There are probably more than 10,000 wolves in Europe. They occur in all countries except the island states (Ireland, Iceland, United Kingdom, Cyprus and Malta) and the Benelux countries. At least 10 main wolf populations can be identified: north-western Iberian, Sierra Morena (southern Spain), Alpine, Italian Peninsula, Carpathian, Dinaric-Balkan, Baltic, Karelian, Scandinavian and Central European Lowlands (Fig. 4.2). The largest populations are in southern and Eastern Europe such as the Carpathian and the DinaricBalkan populations (> 3000 wolves each), followed by the north-western Iberian (~ 2500 wolves) and the Baltic (> 1000 wolves). Other populations are an order of magnitude smaller (numbering in the low hundreds with the Italian Peninsula population being somewhat larger, in the range of 600–800 wolves) and the Sierra Morena population in southern Spain now reduced to just one pack detected in 2012. No wolf reintroductions (i.e. release of individuals where the species had been exterminated in historical times) have ever been carried out in Europe, although most recently there have been a few translocations of individuals within wolf range inside Sweden.
Trends in numbers and range size are generally positive since the last estimates in 2005. With the exception of Sierra Morena population, all populations are either stable or increasing and there is good evidence of large dispersal movements potentially re-connecting populations, such as the Alpine and Dinaric or the Scandinavian and Karelian. However, some countries have seen their national estimates decreasing such as Albania, Finland, Macedonia, and Portugal for the subpopulation south of the Douro River, where the social, ecological and political conditions for wolf acceptance have significantly deteriorated recently.
Most European wolves are covered by the full protection offered (with derogations possible under article 16) by Annexes II (requires establishment of Natura 2000 sites) and IV (strict protection) of the Habitats Directive although there are several exceptions of countries that have their wolf populations (or just part of it) in Annex V (which permits regulated harvest): for example, the Baltic countries,
Fig. 4.2 Distribution of wolves and their populations in Europe in 2012. Dark cells permanent occurrence, Grey cells sporadic occurrence. (From Kaczensky et al 2013)
Bulgaria, Poland, Slovakia, parts of Greece and parts of Finland.
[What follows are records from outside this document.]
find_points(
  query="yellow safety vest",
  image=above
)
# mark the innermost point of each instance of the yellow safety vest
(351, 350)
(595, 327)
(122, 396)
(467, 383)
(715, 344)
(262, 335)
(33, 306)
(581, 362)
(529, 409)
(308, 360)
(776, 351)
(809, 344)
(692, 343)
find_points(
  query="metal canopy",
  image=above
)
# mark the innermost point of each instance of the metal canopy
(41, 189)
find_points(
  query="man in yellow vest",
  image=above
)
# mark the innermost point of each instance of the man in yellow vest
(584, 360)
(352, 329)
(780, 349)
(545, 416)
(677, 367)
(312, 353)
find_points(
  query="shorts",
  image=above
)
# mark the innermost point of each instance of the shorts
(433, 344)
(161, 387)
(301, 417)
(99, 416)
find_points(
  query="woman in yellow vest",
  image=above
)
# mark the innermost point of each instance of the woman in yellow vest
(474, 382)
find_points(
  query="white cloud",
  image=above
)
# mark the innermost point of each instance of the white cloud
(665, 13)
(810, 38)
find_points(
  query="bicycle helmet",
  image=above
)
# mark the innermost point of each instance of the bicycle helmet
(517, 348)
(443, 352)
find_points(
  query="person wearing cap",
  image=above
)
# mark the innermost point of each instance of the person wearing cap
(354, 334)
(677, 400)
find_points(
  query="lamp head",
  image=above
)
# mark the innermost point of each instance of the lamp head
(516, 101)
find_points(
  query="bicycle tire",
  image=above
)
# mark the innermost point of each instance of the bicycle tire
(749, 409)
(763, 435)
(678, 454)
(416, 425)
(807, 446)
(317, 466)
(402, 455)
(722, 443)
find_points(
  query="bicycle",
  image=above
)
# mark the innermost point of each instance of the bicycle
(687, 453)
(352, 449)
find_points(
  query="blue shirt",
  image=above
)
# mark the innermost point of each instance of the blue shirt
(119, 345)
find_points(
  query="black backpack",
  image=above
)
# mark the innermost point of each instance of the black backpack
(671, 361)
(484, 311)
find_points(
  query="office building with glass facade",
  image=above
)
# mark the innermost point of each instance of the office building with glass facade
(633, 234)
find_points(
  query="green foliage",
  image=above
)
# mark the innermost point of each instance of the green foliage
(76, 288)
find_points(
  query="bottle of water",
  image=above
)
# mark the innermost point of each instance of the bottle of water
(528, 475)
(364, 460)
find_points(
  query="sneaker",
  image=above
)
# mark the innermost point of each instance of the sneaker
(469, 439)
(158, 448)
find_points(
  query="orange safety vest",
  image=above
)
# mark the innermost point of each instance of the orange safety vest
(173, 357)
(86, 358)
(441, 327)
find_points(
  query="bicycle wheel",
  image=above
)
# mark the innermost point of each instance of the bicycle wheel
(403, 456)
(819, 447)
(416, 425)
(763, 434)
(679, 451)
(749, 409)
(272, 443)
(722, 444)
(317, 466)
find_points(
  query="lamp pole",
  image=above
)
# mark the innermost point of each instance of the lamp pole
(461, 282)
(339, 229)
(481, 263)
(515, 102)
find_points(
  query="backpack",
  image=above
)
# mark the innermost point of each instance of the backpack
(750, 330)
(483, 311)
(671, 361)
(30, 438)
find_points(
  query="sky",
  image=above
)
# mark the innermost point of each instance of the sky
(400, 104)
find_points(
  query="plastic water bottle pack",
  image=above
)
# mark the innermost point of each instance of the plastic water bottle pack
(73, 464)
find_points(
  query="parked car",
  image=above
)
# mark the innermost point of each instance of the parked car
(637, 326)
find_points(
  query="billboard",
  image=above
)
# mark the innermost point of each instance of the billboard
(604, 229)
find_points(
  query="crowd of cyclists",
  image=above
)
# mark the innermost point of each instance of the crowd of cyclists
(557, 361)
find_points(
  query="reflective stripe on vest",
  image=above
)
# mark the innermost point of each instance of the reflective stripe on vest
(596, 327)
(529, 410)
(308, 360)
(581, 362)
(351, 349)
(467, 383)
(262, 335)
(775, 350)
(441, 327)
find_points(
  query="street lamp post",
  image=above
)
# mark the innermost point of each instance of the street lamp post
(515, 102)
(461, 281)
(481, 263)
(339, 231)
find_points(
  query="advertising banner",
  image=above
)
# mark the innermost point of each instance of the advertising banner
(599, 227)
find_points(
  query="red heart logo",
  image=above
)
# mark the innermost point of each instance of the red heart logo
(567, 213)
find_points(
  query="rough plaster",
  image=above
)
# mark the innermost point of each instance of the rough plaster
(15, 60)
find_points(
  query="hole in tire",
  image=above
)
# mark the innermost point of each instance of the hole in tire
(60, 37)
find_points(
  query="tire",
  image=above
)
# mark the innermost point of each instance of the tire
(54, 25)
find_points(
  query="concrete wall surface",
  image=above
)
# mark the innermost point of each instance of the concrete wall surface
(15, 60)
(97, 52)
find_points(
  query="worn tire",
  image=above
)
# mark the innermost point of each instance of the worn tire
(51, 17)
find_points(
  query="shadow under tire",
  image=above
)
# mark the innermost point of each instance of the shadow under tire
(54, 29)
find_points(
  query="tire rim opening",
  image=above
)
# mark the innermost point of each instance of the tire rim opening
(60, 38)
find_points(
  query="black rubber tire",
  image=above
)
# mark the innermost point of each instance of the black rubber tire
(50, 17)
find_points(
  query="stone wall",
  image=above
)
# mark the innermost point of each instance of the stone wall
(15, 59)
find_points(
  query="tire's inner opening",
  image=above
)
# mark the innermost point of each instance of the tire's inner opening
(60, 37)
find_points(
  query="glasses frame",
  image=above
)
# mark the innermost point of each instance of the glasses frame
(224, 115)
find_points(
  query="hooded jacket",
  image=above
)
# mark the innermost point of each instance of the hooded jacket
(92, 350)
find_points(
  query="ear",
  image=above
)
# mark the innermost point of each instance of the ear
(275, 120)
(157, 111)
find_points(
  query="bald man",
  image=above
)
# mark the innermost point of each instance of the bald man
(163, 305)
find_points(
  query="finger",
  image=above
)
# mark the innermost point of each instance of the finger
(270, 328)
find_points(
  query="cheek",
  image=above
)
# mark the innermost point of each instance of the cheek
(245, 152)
Depredation by wolves on livestock is one of the most ancient conflicts that humans have sustained against wildlife and it is still widespread across Europe. The total economic loss is estimated to be in the range of 8 million € and about 20,000 domestic animals, mostly sheep, are killed annually with huge variations between countries. The costs of adopting damage prevention measures can also be significant, and in some countries is far greater than the cost of damage prevention. In addition to the economic and material costs of livestock depredation, many hunters perceive wolves as competitors for shared game. Moreover, wolves have generated a wide range of, often intense, social and political conflicts in western and northern Europe, as they have become political symbols for many social issues including urban vs. rural and modern vs. traditional tensions. Although historical evidence indicates that wolf attacks on humans were widespread in the past, there have only been a handful of exceptional cases detected during the last century (Linnell et al. 2002).
The total number of lynx in Europe is estimated to be 9000-10,000 individuals. They occur in 23 countries divided into 10 main populations (Fig. 4.3): five of these ten populations are autochthonous (Scandinavian, Karelian, Baltic, Carpathian and Balkan), the other populations stem from reintroductions in the 1970s and 1980s (Dinaric, Alpine, Jura, Vosges-Palatinian and BohemianBavarian) (Linnell et al. 2009). Of the autochthonous populations, only the Balkan one is of conservation concern, having been reduced to about 40–50 individuals and showing no signs of significant recovery. The reintroduced populations are all small in the range of 20 individuals in the Vosges-Palatinian to about 150 in the Alpine population. In addition, lynx roam the Harz Mountains of central Germany because of recent reintroductions.
The general trend in numbers is stable or slightly increasing, although there is some concern for the long-term viability of the reintroduced populations due to small population effects and the risk of inbreeding. Most of the lynx populations are strictly protected and derogations under article 16 of the Habitats Directive are used to harvest the populations in Sweden, Latvia and Finland. Estonia is unique within the EU having the lynx on annex V, which permits regulated harvest as a game species. Large conflicts with livestock owners are limited to the northern populations. The only country with a major conflict with sheep is Norway, where about 7000– 10,000 sheep are compensated annually. In addition, thousands of semi-domestic reindeer deaths are attributed to lynx depredation annually in Norway, Sweden and Finland. Elsewhere the level of livestock depredation is very small. However, the level of conflict with hunters is widespread across Europe who perceive lynx as a competitor for wild ungulates, especially roe deer (Breitenmoser et al. 2010).